House Publishes U.S. Code in XML
BY Miranda Neubauer | Tuesday, July 30 2013
The House of Representatives is now making the United States Code available for download in XML format, Speaker John Boehner's office announced today.
Transparency advocates like Joshua Tauberer, creator of Govtrack, welcomed the move, but are still waiting on the publication of legislative data in bulk format.
The Speaker's press release notes that the data is compiled, updated and published by the Office of Law Revision Counsel and is available for download as individual titles or in bulk.
The press release points out that the "House created the Legislative Branch Bulk Data Task Force in 2012 to expedite the process of providing bulk access to legislative information and to increase transparency for the American people."
"[The U.S. Code data] is really good example of this kind of project done right," Tauberer said. "The documentation is very comprehensive and detailed and really one of the best examples of documentation for a government XML standard that I've ever seen. The data is structured in a coherent, natural way."
He said that the new format would make it easier as a developer to process the hierarchy of the Code and access specific sections or elements of it in context, compared with what is currently possible through an HTML format.
The new tool will make it possible for Govtrack to offer a service allowing users to track elements of the Code and receive an alert any time a bill mentions a specific section, he said.
He noted that that Sunlight Foundation's Scout tool functions in a similar way, but that the new data will make such a tool easier to maintain and allow for comprehensive results. Govtrack had had a similar function up until 2011, he said, when he discontinued it because it was too hard to keep it up-to-date.
But for Tauberer, "the big elephant in the room" is the unavailability of legislative data. Currently, Govtrack and other transparency groups scrape such data from the Library of Congress' Thomas platform, a process that leads to inaccuracies and is hard to maintain.
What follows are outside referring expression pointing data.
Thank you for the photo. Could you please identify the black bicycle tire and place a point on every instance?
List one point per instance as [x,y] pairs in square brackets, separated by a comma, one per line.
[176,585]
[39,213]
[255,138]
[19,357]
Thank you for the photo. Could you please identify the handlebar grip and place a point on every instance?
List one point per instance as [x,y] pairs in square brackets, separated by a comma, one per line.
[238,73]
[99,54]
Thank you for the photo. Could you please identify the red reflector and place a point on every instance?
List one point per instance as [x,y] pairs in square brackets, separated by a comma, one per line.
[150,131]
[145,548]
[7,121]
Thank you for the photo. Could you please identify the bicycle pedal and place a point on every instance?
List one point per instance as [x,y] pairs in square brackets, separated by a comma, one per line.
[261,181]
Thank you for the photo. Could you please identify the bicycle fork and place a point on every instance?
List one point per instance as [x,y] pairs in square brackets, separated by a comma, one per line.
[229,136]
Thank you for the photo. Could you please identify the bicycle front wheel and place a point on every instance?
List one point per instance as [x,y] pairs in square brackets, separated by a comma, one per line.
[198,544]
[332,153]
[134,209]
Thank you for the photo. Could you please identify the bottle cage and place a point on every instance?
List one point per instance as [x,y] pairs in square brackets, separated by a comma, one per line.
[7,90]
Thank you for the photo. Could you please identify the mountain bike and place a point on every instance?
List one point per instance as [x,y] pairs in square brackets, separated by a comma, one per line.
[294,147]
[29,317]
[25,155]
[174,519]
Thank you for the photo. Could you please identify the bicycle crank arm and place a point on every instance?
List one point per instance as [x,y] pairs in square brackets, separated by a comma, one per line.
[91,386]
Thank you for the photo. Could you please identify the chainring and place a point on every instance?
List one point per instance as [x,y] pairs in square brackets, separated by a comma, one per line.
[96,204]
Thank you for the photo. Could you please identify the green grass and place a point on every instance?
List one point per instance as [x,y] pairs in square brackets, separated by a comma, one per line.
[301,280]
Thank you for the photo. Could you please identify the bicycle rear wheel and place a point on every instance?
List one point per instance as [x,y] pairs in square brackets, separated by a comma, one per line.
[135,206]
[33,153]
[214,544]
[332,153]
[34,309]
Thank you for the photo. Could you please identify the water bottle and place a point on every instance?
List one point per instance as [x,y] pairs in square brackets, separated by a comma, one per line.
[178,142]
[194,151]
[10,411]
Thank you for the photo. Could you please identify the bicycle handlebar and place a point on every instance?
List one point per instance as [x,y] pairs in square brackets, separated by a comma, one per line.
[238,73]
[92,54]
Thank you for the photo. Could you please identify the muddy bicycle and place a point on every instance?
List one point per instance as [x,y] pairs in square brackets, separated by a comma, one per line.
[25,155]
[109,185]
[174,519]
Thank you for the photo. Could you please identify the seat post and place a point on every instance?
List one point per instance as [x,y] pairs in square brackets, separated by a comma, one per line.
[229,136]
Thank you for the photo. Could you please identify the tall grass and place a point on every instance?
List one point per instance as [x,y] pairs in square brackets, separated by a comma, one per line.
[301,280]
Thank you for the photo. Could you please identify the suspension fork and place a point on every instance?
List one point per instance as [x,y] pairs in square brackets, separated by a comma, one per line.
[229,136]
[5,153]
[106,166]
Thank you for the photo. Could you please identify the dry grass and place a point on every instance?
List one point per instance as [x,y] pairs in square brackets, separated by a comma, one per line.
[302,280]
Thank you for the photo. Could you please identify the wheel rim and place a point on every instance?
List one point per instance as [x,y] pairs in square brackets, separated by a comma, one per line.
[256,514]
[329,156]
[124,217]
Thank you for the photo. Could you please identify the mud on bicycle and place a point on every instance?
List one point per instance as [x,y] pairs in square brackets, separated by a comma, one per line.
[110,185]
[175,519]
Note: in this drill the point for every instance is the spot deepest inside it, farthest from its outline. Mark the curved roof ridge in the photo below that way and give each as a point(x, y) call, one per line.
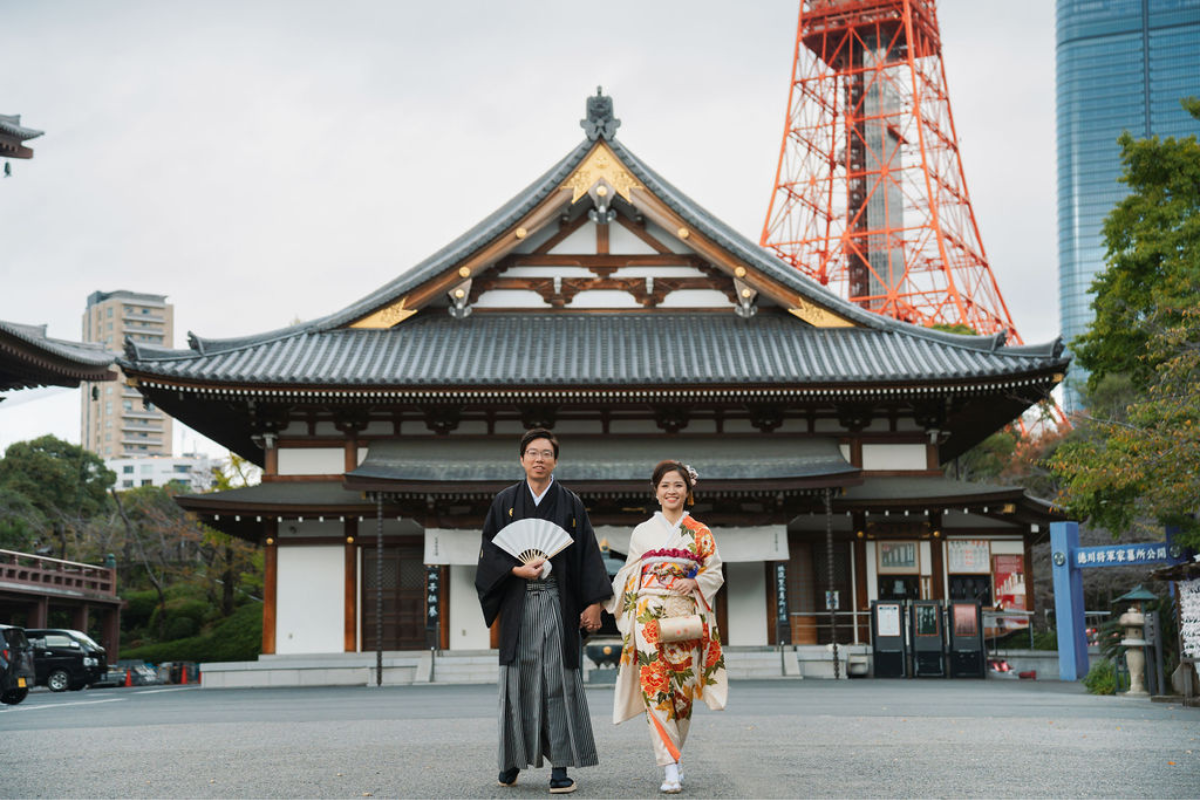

What is currently available in bulk format is the text of bills, he emphasized, but not their legislative status, meaning it isn't easy to create a spreadsheet of all bills passed or find out how many bills were passed by one chamber and not the other.
Tauberer suggested that the new XML release was the result of a larger internal House modernization project, even though it is being billed as a transparency initiative.
Citing previous advocacy efforts and discussions about what the Bulk Data Task Force was focused on, he said that while the work on XML was positive, "that's not the reason the task force was created," and warned against "losing sight" of the legislative data priority.
In September, on the occasion of the launch of Congress.gov, a Library of Congress spokesperson told techPresident that Congress had "not requested that data be provided in that manner."
In August, a report co-authored by Tauberer, the Sunlight Foundation and others welcomed the House Leadership's commitment to bulk data and outlined a path towards implementation.
FierceGovernmentIt reported on July 22 that a December 31 report by the task force was recently made available as part of the Legislative Branch appropriations bill.
"Consistent with the pledge by House Leaders, the Task Force recommends that it be a priority for Legislative Branch agencies to publish legislative information in XML and provide bulk access to that data; that the XML Working Group develop and maintain standards to ensure compatibility and interoperability of all machine-readable data published by the Legislative Branch, and that the Task Force be extended to the 113th Congress to continue to coordinate, initiate and track transparency-related projects," the report's executive summary reads.